Il nuovo Patto di stabilità prevede un taglio del debito per l'Italia di circa 10 miliardi l'anno. È un danno o un'occasione?
«Tutti hanno incontrato una enorme difficoltà a ridurre la spesa pubblica. Ci hanno provato in tanti, ma non c'è mai riuscito nessuno, governi di destra, di sinistra, tecnici, tutti alla fine si sono arresi. L'unica speranza è che la sfida venga affrontata con alle spalle una crescita sostenuta. Il governo dovrebbe dedicarsi maggiormente a questa priorità»
Il nuovo accordo resta piuttosto rigido. È nato già vecchio?
«È un passaggio, un momento di razionalizzazione rispetto a un Patto di stabilità pensato in un'epoca diversa e di fatto smentito e non rispettato praticamente mai. Non mi sembra che il nuovo sia però lo strumento adatto a ripensare o rilanciare l'Europa. È la presa d'atto di come le regole vecchie fossero inadeguate».
È un approdo a corto raggio.
«Si è trovata una formula per navigare. Non è veloce ma è meglio che restare incagliati».
Quale formula?
«È stato replicato il modello Next Generation, quello che dà vita in Italia al Pnrr.
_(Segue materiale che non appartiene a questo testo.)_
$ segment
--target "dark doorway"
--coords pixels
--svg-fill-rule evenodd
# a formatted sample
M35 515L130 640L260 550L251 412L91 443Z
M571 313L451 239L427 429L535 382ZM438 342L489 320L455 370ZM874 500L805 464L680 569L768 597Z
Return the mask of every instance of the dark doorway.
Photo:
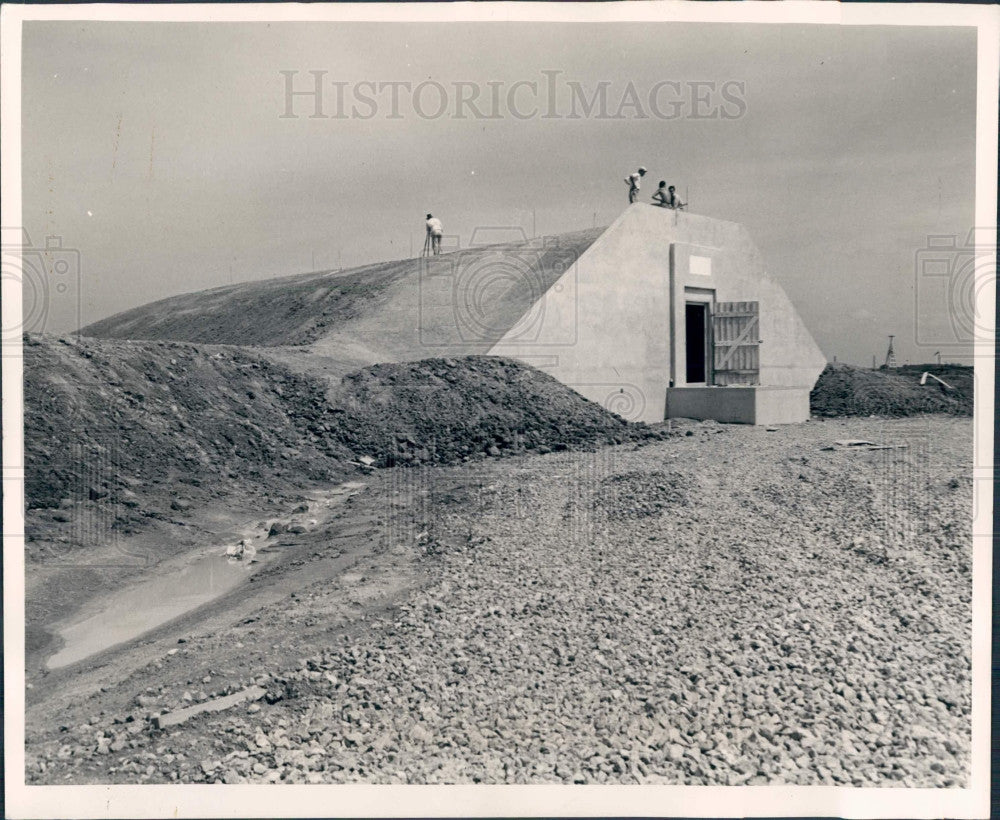
M708 338L708 305L688 302L684 307L684 345L687 349L684 380L688 384L706 382L705 340Z

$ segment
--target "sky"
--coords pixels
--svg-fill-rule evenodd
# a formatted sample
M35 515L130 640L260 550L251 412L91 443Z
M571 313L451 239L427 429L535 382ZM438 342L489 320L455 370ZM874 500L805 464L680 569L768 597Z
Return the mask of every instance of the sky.
M642 199L665 179L747 226L828 358L894 334L968 361L974 29L34 21L23 46L23 225L71 282L28 329L409 257L427 212L462 247L606 225L642 164ZM316 76L322 117L286 95Z

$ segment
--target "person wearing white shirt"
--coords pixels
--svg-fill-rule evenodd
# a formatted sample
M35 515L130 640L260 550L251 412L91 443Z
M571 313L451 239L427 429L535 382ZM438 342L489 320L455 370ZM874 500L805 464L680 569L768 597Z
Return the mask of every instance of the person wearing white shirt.
M625 177L625 184L628 185L628 204L631 205L639 198L639 180L646 176L646 169L641 165L634 174Z
M441 237L444 235L444 227L441 220L433 214L427 214L427 236L431 242L431 252L437 256L441 253Z

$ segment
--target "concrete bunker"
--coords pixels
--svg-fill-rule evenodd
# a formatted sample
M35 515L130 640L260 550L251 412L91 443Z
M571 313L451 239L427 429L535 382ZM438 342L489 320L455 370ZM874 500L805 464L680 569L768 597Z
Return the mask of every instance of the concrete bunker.
M629 206L532 305L521 359L634 421L809 417L826 358L746 229Z
M603 230L183 294L84 333L273 346L331 375L509 356L646 422L803 421L826 364L745 228L641 203Z

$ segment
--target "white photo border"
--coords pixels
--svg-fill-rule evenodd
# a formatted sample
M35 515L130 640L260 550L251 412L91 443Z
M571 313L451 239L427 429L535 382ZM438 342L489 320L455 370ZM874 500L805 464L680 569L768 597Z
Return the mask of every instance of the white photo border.
M30 20L87 21L557 21L970 26L978 29L975 216L996 246L1000 8L958 4L829 2L380 3L10 5L0 10L3 225L21 219L21 34ZM980 315L995 315L993 287L977 289ZM20 322L21 294L5 279L6 326ZM975 465L993 475L992 337L975 340ZM24 539L22 359L3 359L5 792L10 817L471 817L840 816L987 817L990 796L990 652L993 486L974 483L972 772L964 789L824 786L26 786L24 777Z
Non è il metodo sovranazionale, quello per cui i singoli Stati cedono larghe fette della loro sovranità, ma neppure il sistema intergovernativo basato sull'unanimità. Si è scelta la strada per cui Bruxelles negozia con i singoli Stati un punto di caduta. Come se fossero ventisette accordi bilaterali. È un punto intermedio tra l'Europa gollista delle patrie e quella federalista di Spinelli, semplificando molto».
Siamo ancora lontani dal manifesto di Draghi, che sembra evocare gli Stati Uniti d'Europa.
«Parecchio. Noi abbiamo delle sfide esterne, in alcuni casi perfino esistenziali, alle quali è molto difficile rispondere Stato per Stato. Draghi quindi reclama una maggiore integrazione europea con un ragionamento funzionalista: le singole nazioni non possono farcela, serve un'Europa più forte. È un discorso a tal punto fondato che negli ultimi anni abbiamo visto molte forze politiche sovraniste o eurocritiche accettare l'idea che ci sia bisogno d'Europa. Lo stesso governo Meloni, alla fine, chiede maggiore condivisione. È Europa sull'immigrazione. È Europa sulla difesa. È Europa sul debito. I discorsi alla Draghi, che vengono da lontano, si sono sempre impantanati sullo stesso terreno».
Cioè?
«Se tu vuoi produrre politiche pubbliche comuni devi prima avere una politica europea. E quella non c'è. Ancora oggi le elezioni europee sono vissute come elezioni nazionali di second'ordine. Faccio un esempio concreto. L'esigenza di una difesa comune non è recente. Il dibattito comincia nel 1950. Quattro anni dopo però si schianta, il 30 agosto del 1954, con il voto dell'assemblea nazionale francese. È una partita già vista, naufragata sugli scogli delle sovranità nazionali».
Se le politiche sono nazionali è su quello che votano gli elettori. Chi se ne frega dell'Europa?
«Finora è stato così.
E per ragioni profonde e sostanziali, come s'è detto: non è una questione secondaria che la politica sia rimasta molto più nazionale che europea, soprattutto se vogliamo che l'Europa sia democratica. Ma gli Stati europei, isolati, sono vasi di coccio sparsi tra l'America e la Cina. Buona fortuna».